C’è poi la questione culturale. Una generazione che impara a informarsi ascoltando bot che discutono tra loro rischia di perdere la differenza tra approfondimento e intrattenimento. È un talk show infinito, ma senza la frizione della realtà. Le AI hosts non litigano davvero, non hanno pregiudizi, non inciampano nelle contraddizioni. Per l’utente medio questo è un vantaggio. Per chi ancora crede che la conoscenza nasca dal conflitto e dal confronto, è un segnale allarmante. Il rischio è che ci abituiamo a un’illusione di pluralismo che in realtà è un monologo sintetico, calibrato per non disturbare mai troppo.

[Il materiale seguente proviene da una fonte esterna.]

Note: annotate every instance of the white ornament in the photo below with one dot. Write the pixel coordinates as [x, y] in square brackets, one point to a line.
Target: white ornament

Eppure l’attrattiva è enorme. Immagina di ricevere il tuo briefing quotidiano, basato su email, calendario, newsfeed, e di ascoltarlo mentre ti lavi i denti. Zero frizione, massima efficienza. È la quintessenza della cultura tecnologica che vende come innovazione quello che in realtà è un perfezionamento del multitasking compulsivo. Più che semplificare, aumenta la nostra esposizione a contenuti che non abbiamo mai chiesto davvero. L’AI si trasforma da assistente a regista della nostra dieta informativa.
Huxe è il prototipo perfetto della prossima fase dell’AI consumer. Non più la conversazione sterile con un chatbot, ma un ambiente sonoro costante, intimo e invadente, che si adatta al tuo ritmo vitale. Per alcuni è progresso, per altri è solo la colonizzazione finale del nostro silenzio. Il fatto che investitori come Dylan Field o Jeff Dean abbiano deciso di sostenerlo indica che la scommessa non è tanto tecnologica quanto culturale: se riusciranno a cambiare le nostre abitudini, allora la voce sintetica diventerà la nuova interfaccia dominante. E a quel punto non sarà più solo un’app, ma la colonna sonora del capitalismo algoritmico.